Bilkent University
Department of Computer Engineering


Optimization of Search Technologies in the Education Domain


Tolga Yılmaz
MSc Student
Computer Engineering Department
Bilkent University

In educational search systems, it is common for users to make spelling mistakes. In the first part of our work, actual query logs of two commercial search engines in the education domain are analyzed in terms of spelling mistakes using 5 well-known spell correction software that are not education specific and lack the terms that are used in the education field. It is shown that by extending the spell-check dictionary of one of them, even with a small-sized education oriented word-list, one can improve the precision, recall and F1 values of a spell-checker.

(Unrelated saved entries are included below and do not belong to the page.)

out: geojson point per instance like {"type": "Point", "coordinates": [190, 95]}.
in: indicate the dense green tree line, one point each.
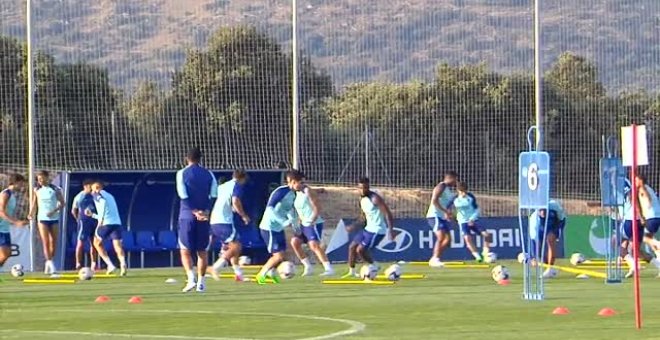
{"type": "Point", "coordinates": [234, 99]}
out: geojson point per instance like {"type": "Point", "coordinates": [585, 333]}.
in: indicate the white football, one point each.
{"type": "Point", "coordinates": [577, 258]}
{"type": "Point", "coordinates": [244, 261]}
{"type": "Point", "coordinates": [286, 270]}
{"type": "Point", "coordinates": [393, 272]}
{"type": "Point", "coordinates": [17, 270]}
{"type": "Point", "coordinates": [85, 274]}
{"type": "Point", "coordinates": [368, 272]}
{"type": "Point", "coordinates": [491, 257]}
{"type": "Point", "coordinates": [500, 273]}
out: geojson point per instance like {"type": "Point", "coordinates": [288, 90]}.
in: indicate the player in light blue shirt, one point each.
{"type": "Point", "coordinates": [45, 207]}
{"type": "Point", "coordinates": [279, 214]}
{"type": "Point", "coordinates": [226, 205]}
{"type": "Point", "coordinates": [467, 215]}
{"type": "Point", "coordinates": [378, 221]}
{"type": "Point", "coordinates": [308, 209]}
{"type": "Point", "coordinates": [439, 215]}
{"type": "Point", "coordinates": [86, 224]}
{"type": "Point", "coordinates": [109, 225]}
{"type": "Point", "coordinates": [7, 218]}
{"type": "Point", "coordinates": [556, 221]}
{"type": "Point", "coordinates": [650, 216]}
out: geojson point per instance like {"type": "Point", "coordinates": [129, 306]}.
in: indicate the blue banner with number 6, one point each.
{"type": "Point", "coordinates": [534, 180]}
{"type": "Point", "coordinates": [612, 181]}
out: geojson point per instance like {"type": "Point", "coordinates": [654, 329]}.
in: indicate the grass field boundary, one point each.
{"type": "Point", "coordinates": [355, 326]}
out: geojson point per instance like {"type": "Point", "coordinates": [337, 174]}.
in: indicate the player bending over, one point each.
{"type": "Point", "coordinates": [467, 215]}
{"type": "Point", "coordinates": [556, 221]}
{"type": "Point", "coordinates": [309, 211]}
{"type": "Point", "coordinates": [650, 213]}
{"type": "Point", "coordinates": [46, 204]}
{"type": "Point", "coordinates": [86, 224]}
{"type": "Point", "coordinates": [7, 219]}
{"type": "Point", "coordinates": [196, 187]}
{"type": "Point", "coordinates": [439, 215]}
{"type": "Point", "coordinates": [627, 234]}
{"type": "Point", "coordinates": [279, 213]}
{"type": "Point", "coordinates": [379, 221]}
{"type": "Point", "coordinates": [109, 225]}
{"type": "Point", "coordinates": [222, 223]}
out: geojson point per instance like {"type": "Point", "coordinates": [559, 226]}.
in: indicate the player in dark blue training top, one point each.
{"type": "Point", "coordinates": [86, 224]}
{"type": "Point", "coordinates": [196, 187]}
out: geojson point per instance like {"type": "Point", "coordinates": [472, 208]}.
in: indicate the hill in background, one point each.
{"type": "Point", "coordinates": [353, 40]}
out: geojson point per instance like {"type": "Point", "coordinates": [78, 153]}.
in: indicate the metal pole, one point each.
{"type": "Point", "coordinates": [538, 76]}
{"type": "Point", "coordinates": [294, 83]}
{"type": "Point", "coordinates": [31, 123]}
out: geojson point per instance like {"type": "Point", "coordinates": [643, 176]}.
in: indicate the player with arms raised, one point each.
{"type": "Point", "coordinates": [46, 204]}
{"type": "Point", "coordinates": [279, 213]}
{"type": "Point", "coordinates": [86, 224]}
{"type": "Point", "coordinates": [379, 221]}
{"type": "Point", "coordinates": [309, 211]}
{"type": "Point", "coordinates": [7, 219]}
{"type": "Point", "coordinates": [467, 215]}
{"type": "Point", "coordinates": [109, 225]}
{"type": "Point", "coordinates": [222, 223]}
{"type": "Point", "coordinates": [439, 215]}
{"type": "Point", "coordinates": [196, 187]}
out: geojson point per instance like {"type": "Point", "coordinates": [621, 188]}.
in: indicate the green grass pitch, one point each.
{"type": "Point", "coordinates": [448, 304]}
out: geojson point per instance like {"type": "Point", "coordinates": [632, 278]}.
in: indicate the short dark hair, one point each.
{"type": "Point", "coordinates": [239, 174]}
{"type": "Point", "coordinates": [194, 155]}
{"type": "Point", "coordinates": [295, 175]}
{"type": "Point", "coordinates": [16, 178]}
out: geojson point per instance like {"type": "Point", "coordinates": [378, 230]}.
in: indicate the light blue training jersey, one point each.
{"type": "Point", "coordinates": [303, 205]}
{"type": "Point", "coordinates": [279, 210]}
{"type": "Point", "coordinates": [652, 209]}
{"type": "Point", "coordinates": [376, 222]}
{"type": "Point", "coordinates": [223, 209]}
{"type": "Point", "coordinates": [467, 209]}
{"type": "Point", "coordinates": [9, 210]}
{"type": "Point", "coordinates": [47, 202]}
{"type": "Point", "coordinates": [446, 196]}
{"type": "Point", "coordinates": [107, 212]}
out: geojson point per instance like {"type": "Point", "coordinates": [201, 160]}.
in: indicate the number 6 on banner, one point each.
{"type": "Point", "coordinates": [534, 180]}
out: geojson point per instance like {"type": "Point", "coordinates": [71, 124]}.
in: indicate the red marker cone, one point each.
{"type": "Point", "coordinates": [607, 312]}
{"type": "Point", "coordinates": [135, 300]}
{"type": "Point", "coordinates": [102, 299]}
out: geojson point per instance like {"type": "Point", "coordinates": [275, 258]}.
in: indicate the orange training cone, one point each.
{"type": "Point", "coordinates": [135, 300]}
{"type": "Point", "coordinates": [102, 299]}
{"type": "Point", "coordinates": [607, 312]}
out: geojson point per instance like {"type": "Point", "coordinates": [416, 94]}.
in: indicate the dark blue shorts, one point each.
{"type": "Point", "coordinates": [368, 239]}
{"type": "Point", "coordinates": [86, 229]}
{"type": "Point", "coordinates": [275, 240]}
{"type": "Point", "coordinates": [112, 230]}
{"type": "Point", "coordinates": [226, 233]}
{"type": "Point", "coordinates": [194, 234]}
{"type": "Point", "coordinates": [5, 240]}
{"type": "Point", "coordinates": [470, 230]}
{"type": "Point", "coordinates": [627, 232]}
{"type": "Point", "coordinates": [49, 224]}
{"type": "Point", "coordinates": [652, 226]}
{"type": "Point", "coordinates": [311, 233]}
{"type": "Point", "coordinates": [439, 224]}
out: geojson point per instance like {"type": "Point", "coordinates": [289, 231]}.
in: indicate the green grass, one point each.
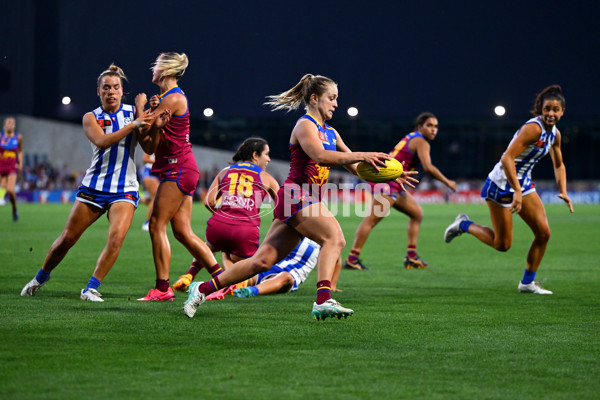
{"type": "Point", "coordinates": [457, 330]}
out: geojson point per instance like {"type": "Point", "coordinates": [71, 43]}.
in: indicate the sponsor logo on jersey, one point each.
{"type": "Point", "coordinates": [104, 122]}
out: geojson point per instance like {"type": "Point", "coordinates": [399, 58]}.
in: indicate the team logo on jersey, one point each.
{"type": "Point", "coordinates": [104, 122]}
{"type": "Point", "coordinates": [323, 138]}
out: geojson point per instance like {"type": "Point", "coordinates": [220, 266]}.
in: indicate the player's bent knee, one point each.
{"type": "Point", "coordinates": [502, 246]}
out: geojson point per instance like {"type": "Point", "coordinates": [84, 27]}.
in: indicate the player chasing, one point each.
{"type": "Point", "coordinates": [411, 150]}
{"type": "Point", "coordinates": [11, 162]}
{"type": "Point", "coordinates": [109, 186]}
{"type": "Point", "coordinates": [299, 212]}
{"type": "Point", "coordinates": [509, 188]}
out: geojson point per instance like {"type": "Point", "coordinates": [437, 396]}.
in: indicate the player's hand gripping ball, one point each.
{"type": "Point", "coordinates": [391, 171]}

The second part of our work involves Social Question Answering (Q&A) websites which are commonly used by students. In order to gain contextual and behavioral insights, we have extracted the content of a fairly used Q&A website with a scraper we implemented. After analyzing the user behavior, we argue that the answers to the questions posed by the users can be found by simple web searches. In accordance with our previous study suggesting that classifying the subject of these questions can be used to enhance search engine ranking, we implement a classifier for educational questions. This classifier is built by an ensemble method that employs several regular learning algorithms and two retrieval based ones that utilize external resources. We show that the ensemble method is more accurate than others. Further, we fetch the snippets of results for a subset of educational questions from a commercial search engine and implement four new re-ranking algorithms that utilize the classifier to re-rank the result pages. We annotate the result pages of each question using a graded relevance scheme. We take the default ranking of the search engine as baseline and compare the new methods using Normalized Discounted Cumulative Gain (NDCG) and Normalized Expected Reciprocal Rank(NERR) measures and show that our methods outperform the baseline.


DATE: 04 May, 2015, Monday @ 15:40